The Paris Musées network, which aggregates the collections of 14 city-owned museums including the Musée Carnavalet on Rue des Francs-Bourgeois and the Petit Palais on Avenue Winston Churchill, opened roughly 300,000 images to open-access licensing in 2020. Since then, the network's digital teams have recorded a duplication rate of approximately 18 percent across uploaded files — meaning nearly one in five images in the public collection exists in at least two identical or near-identical versions under different catalogue numbers. That creates confusion for researchers, inflates storage costs, and occasionally results in competing copyright metadata attached to the same photograph.
Across the Seine at the Hôtel de Ville, the Direction de l'Urbanisme has been using automated deduplication software since January 2026 as part of its housing and planning dashboard — a system tied to the city's effort to map rental market pressure across arrondissements in real time. The software, supplied under a contract published through the Marchés publics platform, flags duplicate satellite and street-level images before they enter the planning database. Without it, planners say the system would carry an estimated 22 percent data redundancy rate, skewing density calculations for neighbourhoods like Belleville and La Chapelle where housing tension is already acute.

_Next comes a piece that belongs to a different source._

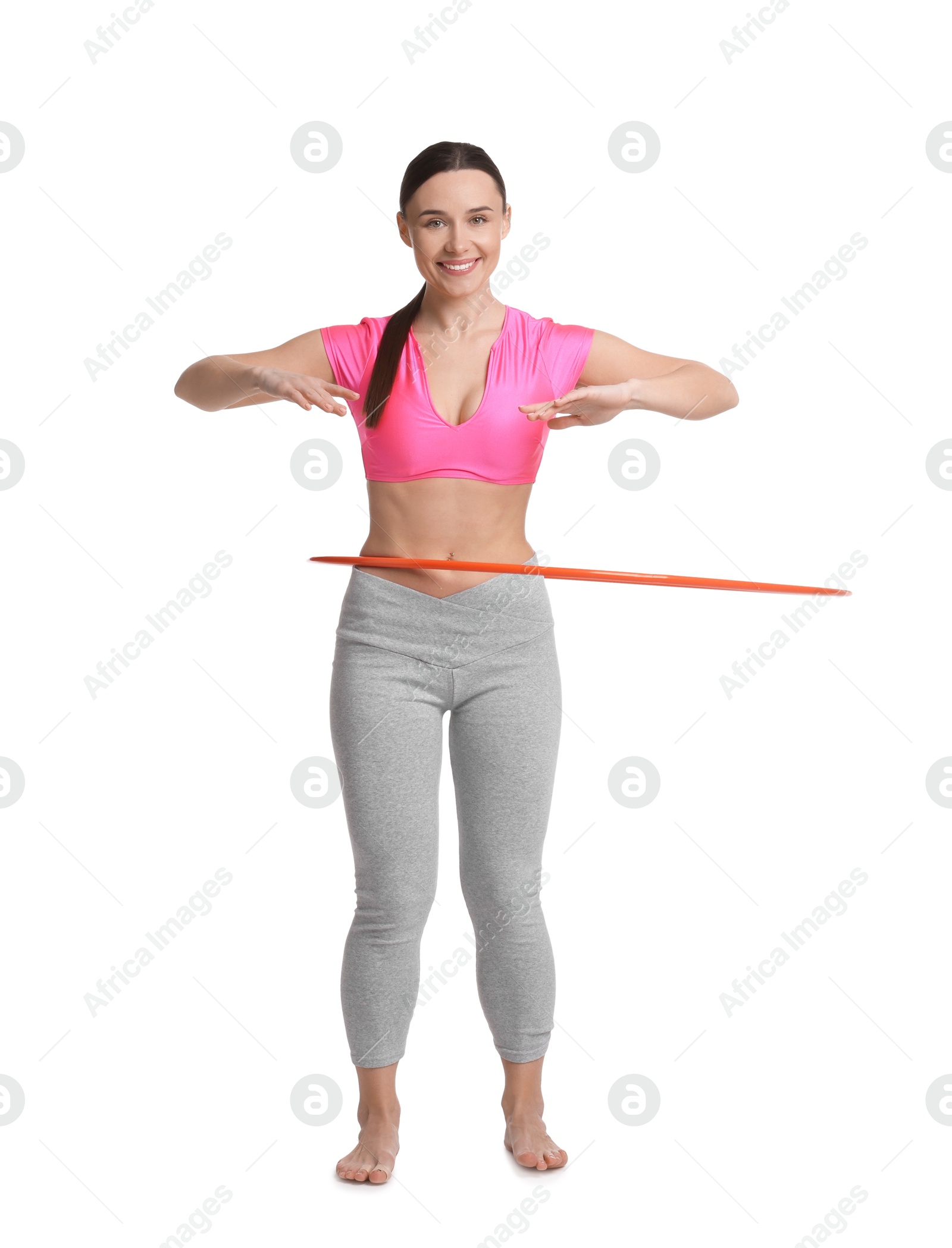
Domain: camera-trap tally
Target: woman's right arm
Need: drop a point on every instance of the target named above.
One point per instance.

Deduplication is not cheap. Market rates for enterprise-grade image deduplication services in France currently run between €0.003 and €0.007 per file processed, depending on resolution and metadata complexity, according to pricing published by French cloud providers on public tender documents. Applied to a 340,000-file backlog, that puts the baseline processing cost somewhere between €1,000 and €2,400 — modest on paper, but that figure excludes the human review required when automated tools flag near-duplicates that differ only by a timestamp or a crop. That labour cost can multiply the total by a factor of ten.
The European Union's digital preservation framework, updated under the 2023 Data Act, now requires public bodies in member states to maintain de-duplicated, interoperable archives for any infrastructure project receiving EU co-financing. Grand Paris Express has received substantial EU structural funds. That regulatory pressure is one reason the clean-up, long deferred, is suddenly moving.
For institutions still working through their backlogs, the practical path forward involves prioritising images attached to active legal or planning files first, then running automated hash-matching tools across static historical collections. Paris Musées has committed to completing its deduplication audit by the end of the third quarter of 2026. Whether the city's broader administrative apparatus meets a similar deadline is, at this point, an open question that the Direction Générale des Systèmes d'Information has not yet publicly answered.